一个没出阁的女孩儿,不筹谋嫁个好夫婿,还能是什么,这副口气,倒像是出过嫁的过来人一样,已经曾经沧海难为水了……夏侯世廷整整衣襟,目色淡泊:“那就是说,本王上次的提议,你还是抗拒?”
怎么打岔还是打不过去。
云菀沁躬身:“殿下能征询臣女的意见,臣女感恩不尽,可,宴上太后已有赐婚郁千金给您的意思,郁小姐注定才是秦王正妃。臣女自知性子不好,不会当温顺谨小的妾,若是勉强,自己活得不痛快,还给夫家找不快,还是正妻嫡母最合适臣女,就算夫家不贵重,起码也活得不憋气……”上辈子混得那般惨都没当妾,这辈子更得活个花团锦簇,哪能越活越转去?
道不同不相为谋,话都说得这么明白了,秦王殿下,您还得怎么样?
赐婚而已,有赐就有收,何愁没有法子。
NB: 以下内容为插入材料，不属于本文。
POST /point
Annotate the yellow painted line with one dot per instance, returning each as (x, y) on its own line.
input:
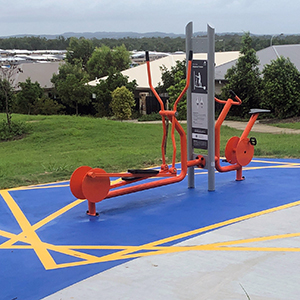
(126, 253)
(41, 223)
(31, 236)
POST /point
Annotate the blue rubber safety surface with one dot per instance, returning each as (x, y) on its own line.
(48, 242)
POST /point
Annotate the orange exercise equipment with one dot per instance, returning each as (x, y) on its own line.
(95, 185)
(238, 151)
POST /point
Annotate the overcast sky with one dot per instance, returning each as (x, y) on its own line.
(59, 16)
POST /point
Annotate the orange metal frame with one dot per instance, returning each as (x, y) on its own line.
(240, 150)
(94, 184)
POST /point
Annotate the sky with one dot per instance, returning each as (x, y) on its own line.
(38, 17)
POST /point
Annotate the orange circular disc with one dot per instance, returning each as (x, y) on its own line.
(76, 181)
(230, 149)
(244, 152)
(95, 188)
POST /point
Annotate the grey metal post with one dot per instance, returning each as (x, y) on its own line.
(211, 107)
(188, 48)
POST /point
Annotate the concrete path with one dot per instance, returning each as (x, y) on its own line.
(258, 127)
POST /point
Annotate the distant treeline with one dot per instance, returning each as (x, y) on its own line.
(224, 42)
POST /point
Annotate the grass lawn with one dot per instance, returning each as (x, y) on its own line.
(295, 125)
(57, 145)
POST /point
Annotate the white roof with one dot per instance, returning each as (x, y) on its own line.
(139, 73)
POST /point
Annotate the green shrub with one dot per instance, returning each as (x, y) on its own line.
(122, 103)
(15, 131)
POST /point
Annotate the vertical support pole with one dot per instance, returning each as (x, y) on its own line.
(188, 48)
(211, 107)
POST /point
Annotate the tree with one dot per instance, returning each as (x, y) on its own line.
(168, 76)
(104, 89)
(122, 103)
(29, 94)
(7, 77)
(281, 92)
(79, 50)
(71, 85)
(105, 61)
(244, 79)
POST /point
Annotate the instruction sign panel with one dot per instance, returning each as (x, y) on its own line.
(199, 104)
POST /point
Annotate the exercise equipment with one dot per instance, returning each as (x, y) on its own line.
(239, 151)
(94, 184)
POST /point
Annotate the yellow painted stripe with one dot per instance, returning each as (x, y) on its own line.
(31, 237)
(124, 253)
(41, 223)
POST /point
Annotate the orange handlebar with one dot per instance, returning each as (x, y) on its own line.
(234, 96)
夏侯世廷第二次吃瘪,未免仍有些失落,可比起上一次她脱口而出的“不可能”,总算进步了不少,至少,给了自己一个冠冕堂皇的理由——不当偏,只做正。
一株桂花树伫立在安静的宫闱一角,秋季进入了腹地,浓烈的甜香早就淡去,余下三两朵淡黄色的残桂,镶在沉甸甸的枝桠里,在凉风的吹拂下,在两人头顶上轻微上下起伏蠕动。
等了许久,男子的声音终是沉沉传进耳帘:
“莫非,本王今天的嘴唇是白咬了?”
云菀沁不禁心一搐。
秦王性子内敛,看不到底的深井,平日行事,要么直接表以行动,要么根本就埋在心里,眼下这一番话,应该算是破了极限。
袍袂一翻,他目色从容,头一偏,朝那廊上的太监一声厉斥:“闭眼!”
走廊上那太监深吸一口气,立刻转过身,双手捂眼。
男子面朝身型尚娇小的少女,弯下长躯,显得有些吃力,末了,将她的手掌一抓,握在掌心,免不了还顺便善意地讽一句:“……只长心窍,不长个子。”
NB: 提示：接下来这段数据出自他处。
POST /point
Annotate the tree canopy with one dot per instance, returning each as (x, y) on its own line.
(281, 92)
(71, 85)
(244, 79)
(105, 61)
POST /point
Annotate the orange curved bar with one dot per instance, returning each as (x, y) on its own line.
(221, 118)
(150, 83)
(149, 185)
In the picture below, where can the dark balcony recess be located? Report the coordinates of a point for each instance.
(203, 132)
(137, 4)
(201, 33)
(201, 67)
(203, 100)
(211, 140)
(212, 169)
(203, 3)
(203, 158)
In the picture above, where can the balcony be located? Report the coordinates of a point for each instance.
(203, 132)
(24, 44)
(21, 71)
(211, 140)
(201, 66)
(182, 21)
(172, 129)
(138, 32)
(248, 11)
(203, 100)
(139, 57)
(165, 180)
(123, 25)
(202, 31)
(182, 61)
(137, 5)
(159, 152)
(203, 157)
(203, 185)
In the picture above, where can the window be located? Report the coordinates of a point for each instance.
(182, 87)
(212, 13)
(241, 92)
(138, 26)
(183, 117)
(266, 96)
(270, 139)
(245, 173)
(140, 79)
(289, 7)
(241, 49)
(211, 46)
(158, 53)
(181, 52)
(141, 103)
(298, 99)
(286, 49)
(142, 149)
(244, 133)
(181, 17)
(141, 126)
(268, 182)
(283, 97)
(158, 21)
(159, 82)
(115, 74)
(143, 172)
云菀沁脸一红,有点儿愠,自个儿现在才十四五岁,能有多高,要怪也只能怪您太高,居然还嫌我矮……还没等她羞怒,男子已将那只小手捉到了唇瓣边,搁放在咬破了皮肉的伤口处。
云菀沁一讶。
她的指甲壳儿圆润而晶莹,干净地近乎无暇,叫人恨不得一口吞下去,指甲没有刻意蓄长,涂了淡淡的凤仙花调成的水红汁液当做蔻丹,与肌肤的颜色浑然一体,光泽十分自然和饱满。
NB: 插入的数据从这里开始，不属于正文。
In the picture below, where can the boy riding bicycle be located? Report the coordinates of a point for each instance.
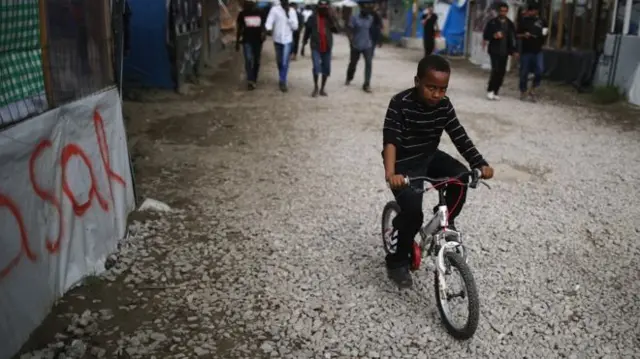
(413, 126)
夏侯世廷始终不知道她在避忌什么,她明明总在暗中帮自己,可又绝对不是为了攀自己,不但不想攀,而且还若有似无地保持距离,对自己始终是恭恭敬敬。
很奇怪,就像是对——上级一样。
该死的,——可他不要她对自己那么恭敬!
他领着她的指头,在刚愈合的伤口边轻柔地摩挲,声音淡淡:“看,都伤成这样了。”
七个字,异常简洁,每一个字却好像搔到了她心窝子里。
这语气……难不成是撒娇?
如果这是他调QING的独有手段,那云菀沁还真是服了。
实在跟他外表不匹配。
不过仔细瞧瞧他的嘴唇,倒也真是可怜。
一团肉只怕都咬下来了,还是要下狠心的。
云菀沁想想自己在家里做个小女工,针不小心扎着手了,都要疼半天,用黄泥炉子加温花泥做香膏时不小心烫了一下,都要赶紧贴在耳根后跳个脚,别说银牙一合,亲口咬破嘴唇了,得多疼啊。
一刹那,她恍了一下神,面前这男子不是皇家人,未来也不是佳丽三千的帝王,现在的他,只是他而已。
或许比喻不大恰当……但此刻的他,还真的像一只蹲在地上受伤,目色柔和,想要讨个怜爱的……巨型大犬。
不需要他手的带领,她踮起脚,举着白嫩笋尖儿,在他的唇际游荡起来,沿着他伤口边缘的淤红,还有光滑的肌肤纹理,一点点地柔柔地爱抚,噙着两点笑意:“这样疼么……这样还疼不疼?……这样呢?嗯~?殿下?”
玉指所到之处,纤薄嘴角处,就像沾染上了火星子,一点点地跳跃,夹杂着女子故意捏细的声音,娇媚入骨。夏侯世廷意识到了,自己在玩火*,这丫头,还真的是脸皮很厚的,压根儿就不怕男子,早就该想到,她怎么会像其他弱质女流害羞得缩到一边,这下好,她竟是反过来调戏自己了!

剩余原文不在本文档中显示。